Why is it good? Search on small chunks is more accurate (because the vector is more focused). But larger context is sent to the LLM (because it contains more information).

It is like searching for a heading in a book index (precise search), but when you find it, you read the entire chapter (complete context).

Contextual Compression — Smart Compression

Sometimes a retrieved chunk is 500 words long but only 2 sentences are actually relevant. The rest is noise that wastes precious Context Window space.

Contextual Compression means after retrieval, you compress each chunk and keep only the relevant parts.

def contextual_compression(query, retrieved_chunks):
    compressed = []
    for chunk in retrieved_chunks:
        result = llm.generate(f"""
        Question: {query}
        Text: {chunk}
        
        Extract only the parts of the text that are directly 
        relevant to the question. If nothing is relevant, 
        write "irrelevant".
        """)
        
        if result != "irrelevant":
            compressed.append(result)
    
    return compressed

Advantages:

  • Less Context Window consumption
  • LLM focuses on more relevant information
  • The “Lost in the Middle” problem is reduced

Disadvantages:

  • An extra LLM call is needed for each chunk
  • More latency and higher cost

Combining Techniques — The Advanced Pipeline

Now let us put all techniques together and build a complete pipeline:

def advanced_rag_pipeline(user_query):
    # Step 1: Query Expansion
    expanded_queries = expand_query(user_query, n=3)
    
    # Step 2: Multi-Query Retrieval
    all_chunks = []
    for q in expanded_queries:
        # Hybrid Search
        vector_results = vector_search(q, top_k=15)
        keyword_results = bm25_search(q, top_k=15)
        merged = rrf_merge(vector_results, keyword_results)
        all_chunks.extend(merged)
    
    # Step 3: Deduplication
    unique_chunks = deduplicate(all_chunks)
    
    # Step 4: Reranking
    reranked = cross_encoder_rerank(
        query=user_query,
        documents=unique_chunks,
        top_n=8
    )
    
    # Step 5: Contextual Compression
    compressed = contextual_compression(user_query, reranked)
    
    # Step 6: Generate answer
    answer = llm.generate(
        system_prompt=rag_system_prompt,
        context=compressed,
        question=user_query
    )
    
    return answer

Warning: You do not need to use all techniques! Start with basic RAG, then based on evaluation results (previous episode), identify your weaknesses and add the appropriate technique.

When to Use Which Technique?

Reranking: Almost always useful. If you are only adding one technique, make it this one.

Query Expansion: When users ask short or vague questions.
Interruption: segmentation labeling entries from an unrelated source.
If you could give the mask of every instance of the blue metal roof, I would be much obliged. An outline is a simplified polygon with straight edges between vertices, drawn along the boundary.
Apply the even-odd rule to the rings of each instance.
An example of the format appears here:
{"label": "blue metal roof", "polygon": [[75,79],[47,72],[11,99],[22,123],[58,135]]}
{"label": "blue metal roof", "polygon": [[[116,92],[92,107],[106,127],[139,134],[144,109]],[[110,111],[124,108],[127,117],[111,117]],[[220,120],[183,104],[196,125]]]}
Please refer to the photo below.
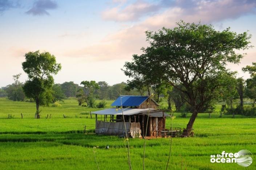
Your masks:
{"label": "blue metal roof", "polygon": [[117,98],[111,106],[121,106],[120,97],[122,97],[122,105],[125,107],[138,106],[149,98],[148,96],[122,95]]}

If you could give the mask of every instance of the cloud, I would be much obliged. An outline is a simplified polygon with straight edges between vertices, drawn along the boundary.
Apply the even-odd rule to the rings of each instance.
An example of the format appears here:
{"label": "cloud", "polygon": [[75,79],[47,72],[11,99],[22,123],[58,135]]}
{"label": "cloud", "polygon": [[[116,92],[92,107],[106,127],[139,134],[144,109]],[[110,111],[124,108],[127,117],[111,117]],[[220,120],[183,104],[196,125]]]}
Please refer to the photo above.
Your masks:
{"label": "cloud", "polygon": [[0,0],[0,14],[10,9],[17,8],[20,6],[20,4],[16,1]]}
{"label": "cloud", "polygon": [[146,14],[158,11],[159,7],[158,5],[138,0],[123,8],[119,5],[109,9],[102,13],[102,16],[107,20],[118,22],[136,21]]}
{"label": "cloud", "polygon": [[[102,13],[102,17],[105,20],[116,22],[136,21],[142,17],[148,17],[151,13],[178,8],[184,9],[184,13],[188,15],[213,12],[219,18],[235,18],[241,13],[255,13],[256,6],[255,0],[162,0],[156,4],[137,0],[127,6],[118,5],[107,9]],[[225,14],[228,16],[222,15]]]}
{"label": "cloud", "polygon": [[[164,26],[173,28],[181,20],[186,22],[198,23],[201,21],[209,24],[235,19],[255,13],[256,7],[253,1],[220,0],[200,1],[191,4],[191,8],[189,8],[181,4],[178,5],[180,1],[173,3],[175,5],[168,4],[170,6],[161,13],[155,14],[143,21],[109,35],[97,44],[66,51],[64,55],[93,60],[130,60],[133,54],[141,54],[141,47],[148,45],[144,33],[146,30],[157,31]],[[222,26],[221,24],[216,28]]]}
{"label": "cloud", "polygon": [[32,8],[25,13],[34,16],[49,15],[50,14],[46,10],[54,9],[57,7],[57,4],[51,0],[38,0],[34,3]]}

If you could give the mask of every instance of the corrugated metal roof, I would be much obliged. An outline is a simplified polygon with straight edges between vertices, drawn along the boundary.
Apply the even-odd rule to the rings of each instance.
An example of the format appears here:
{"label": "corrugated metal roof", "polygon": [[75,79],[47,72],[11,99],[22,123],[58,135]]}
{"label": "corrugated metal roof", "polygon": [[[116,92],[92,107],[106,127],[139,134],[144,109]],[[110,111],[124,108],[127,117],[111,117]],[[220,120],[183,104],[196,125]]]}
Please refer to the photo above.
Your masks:
{"label": "corrugated metal roof", "polygon": [[[149,112],[148,112],[148,111],[147,112],[145,112],[143,113],[142,113],[142,115],[146,115],[147,116],[148,116],[149,115]],[[170,116],[169,115],[167,115],[165,112],[163,112],[163,116]],[[163,117],[163,111],[158,111],[158,112],[149,112],[149,117]]]}
{"label": "corrugated metal roof", "polygon": [[[151,109],[150,110],[154,109]],[[127,108],[124,108],[123,109],[123,111],[124,115],[133,115],[145,112],[146,111],[148,111],[149,109],[131,109]],[[117,109],[117,109],[116,108],[107,109],[103,110],[92,112],[92,113],[99,115],[119,115],[122,114],[122,109]]]}
{"label": "corrugated metal roof", "polygon": [[138,106],[146,101],[148,96],[141,96],[135,95],[122,95],[119,96],[115,101],[111,105],[112,106],[121,106],[121,100],[124,107]]}

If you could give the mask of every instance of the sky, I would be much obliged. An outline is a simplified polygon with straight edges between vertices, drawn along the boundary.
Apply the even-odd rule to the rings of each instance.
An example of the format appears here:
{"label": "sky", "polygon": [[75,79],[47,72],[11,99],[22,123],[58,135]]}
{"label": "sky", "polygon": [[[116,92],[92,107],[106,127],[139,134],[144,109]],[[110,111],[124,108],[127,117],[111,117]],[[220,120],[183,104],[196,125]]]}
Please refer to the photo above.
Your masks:
{"label": "sky", "polygon": [[[256,0],[0,0],[0,87],[20,73],[27,80],[24,55],[37,50],[61,63],[56,83],[126,82],[121,69],[148,46],[145,31],[172,28],[181,20],[249,31],[256,46]],[[241,69],[256,62],[256,47],[238,52],[247,54],[227,68],[247,78]]]}

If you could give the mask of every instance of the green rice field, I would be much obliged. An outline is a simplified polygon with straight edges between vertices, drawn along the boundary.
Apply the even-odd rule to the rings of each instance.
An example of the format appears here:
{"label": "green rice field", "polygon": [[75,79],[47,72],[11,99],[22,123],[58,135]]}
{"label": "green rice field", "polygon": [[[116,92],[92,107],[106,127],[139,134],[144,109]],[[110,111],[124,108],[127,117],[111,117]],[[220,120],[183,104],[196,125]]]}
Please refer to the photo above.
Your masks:
{"label": "green rice field", "polygon": [[[107,101],[107,107],[112,102]],[[41,118],[36,119],[35,103],[0,98],[1,169],[97,169],[94,150],[100,169],[129,169],[124,139],[83,133],[85,125],[94,128],[94,116],[90,118],[90,111],[100,109],[79,106],[75,99],[60,103],[58,107],[41,107]],[[256,158],[256,119],[238,115],[220,118],[217,106],[211,118],[207,114],[199,114],[194,137],[172,139],[169,169],[256,169],[255,158],[246,168],[210,162],[211,155],[223,151],[247,149]],[[46,119],[50,114],[51,118]],[[180,115],[174,114],[173,127],[186,127],[190,114],[187,118]],[[166,126],[170,123],[167,118]],[[129,139],[129,142],[133,169],[142,169],[144,140]],[[146,169],[165,169],[170,143],[170,138],[147,140]]]}

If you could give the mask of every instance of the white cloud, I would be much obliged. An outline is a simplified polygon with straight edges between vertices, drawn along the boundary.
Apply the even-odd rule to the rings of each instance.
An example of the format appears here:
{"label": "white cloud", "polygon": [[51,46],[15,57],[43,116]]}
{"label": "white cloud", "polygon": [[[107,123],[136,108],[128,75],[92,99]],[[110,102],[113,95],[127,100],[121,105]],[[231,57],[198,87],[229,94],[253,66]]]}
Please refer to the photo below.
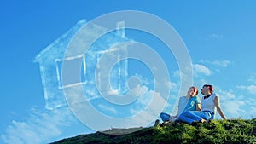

HyDE: When questions are very different from the document text (e.g., colloquial question, formal documentation).

Parent-Child Chunking: When your documents are well-structured (like articles with headings and subheadings).

Contextual Compression: When Context Window is limited or your chunks are very long.

Summary

In this episode, you learned that:

  • Reranking with Cross-Encoder makes search results much more accurate
  • Query Expansion and Multi-Query Retrieval handle vague questions better
  • HyDE improves search by generating hypothetical answers
  • Parent-Child Chunking improves both search accuracy and context richness simultaneously
  • Contextual Compression removes noise and optimizes Context Window usage
  • You do not need to use every technique — choose based on your needs

Now you have a powerful RAG that searches well, answers well, and you know how to evaluate it. But one big question remains: how do you take this to production and actually run it on a server? The next and final episode in this series is about RAG in Production — from scalability challenges to security and cost.